Clinical outcomes of single-incision robotic cholecystectomy versus conventional 3-port laparoscopic cholecystectomy.

机构信息

From the Department of Surgery, Kangbuk Samsung Hospital, Sungkyunkwan University School of Medicine, Seoul, Republic of Korea.

出版信息

Can J Surg. 2019 Feb 1;62(1):52-56. doi: 10.1503/cjs.000118.

Abstract

BACKGROUND

Few studies have compared the surgical results of single-incision robotic cholecystectomy (SIRC) with those of conventional laparoscopic cholecystectomy (CLC). The purpose of this study was to evaluate the relative clinical efficacy of SIRC by comparing the number of postoperative days, pain level and complications between the 2 surgical methods.

METHODS

We retrospectively collected demographic, perioperative and postoperative data for all patients who underwent SIRC or CLC performed by a single surgeon from June 2016 to May 2017. Operative time was recorded, divided into anesthesia time, docking time, console time and total operation time. Postoperative pain was measured with the Numerical Pain Rating Scale.

RESULTS

A total of 121 patients underwent cholecystectomy during the study period, of whom 61 had SIRC and 60 had CLC. The mean total operation time of SIRC and CLC was 93.52 (SD 20.27) minutes and 37.67 (SD 19.73) minutes, respectively (p < 0.001). The total operation time excluding console time of SIRC was significantly longer than that of CLC (82.77 [SD 18.27] min v. 37.67 [SD 19.73] min) (p < 0.001).
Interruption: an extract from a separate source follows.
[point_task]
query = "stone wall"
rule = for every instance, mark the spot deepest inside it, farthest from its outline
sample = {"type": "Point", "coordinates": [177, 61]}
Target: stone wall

The mean Numerical Pain Rating Scale score was 4.73 (SD 1.23) (SIRC: 4.75 [SD 1.24]; CLC: 4.70 [SD 1.22]) (p = 0.8) within 1 hour after the operation; scores after 6 hours and 1 day decreased in a similar manner in the 2 groups (p = 0.1).

CONCLUSION

Postoperative pain, use of an additional port, complication rates, operation time and cost of SIRC were similar to or greater than those of CLC. Large randomized controlled trials are needed to examine the true benefits of SIRC.

摘要

背景

鲜有研究比较单孔机器人胆囊切除术(SIRC)与传统腹腔镜胆囊切除术(CLC)的手术结果。本研究旨在通过比较两种手术方法的术后天数、疼痛程度和并发症,评估 SIRC 的相对临床疗效。

方法

我们回顾性收集了 2016 年 6 月至 2017 年 5 月期间由同一位外科医生行 SIRC 或 CLC 的所有患者的人口统计学、围手术期和术后数据。记录手术时间,分为麻醉时间、对接时间、控制台时间和总手术时间。术后疼痛采用数字疼痛评分量表测量。

结果

研究期间共 121 例患者行胆囊切除术,其中 61 例行 SIRC,60 例行 CLC。SIRC 和 CLC 的平均总手术时间分别为 93.52(SD 20.27)分钟和 37.67(SD 19.73)分钟(p<0.001)。SIRC 不包括控制台时间的总手术时间明显长于 CLC(82.77(SD 18.27)min v. 37.67(SD 19.73)min)(p<0.001)。术后 1 小时内,数字疼痛评分量表评分分别为 4.73(SD 1.23)(SIRC:4.75(SD 1.24);CLC:4.70(SD 1.22))(p=0.8),两组术后 6 小时和 1 天的评分均呈相似下降趋势(p=0.1)。

结论

SIRC 的术后疼痛、使用附加端口、并发症发生率、手术时间和费用与 CLC 相似或更高。需要进行大型随机对照试验来检验 SIRC 的真正获益。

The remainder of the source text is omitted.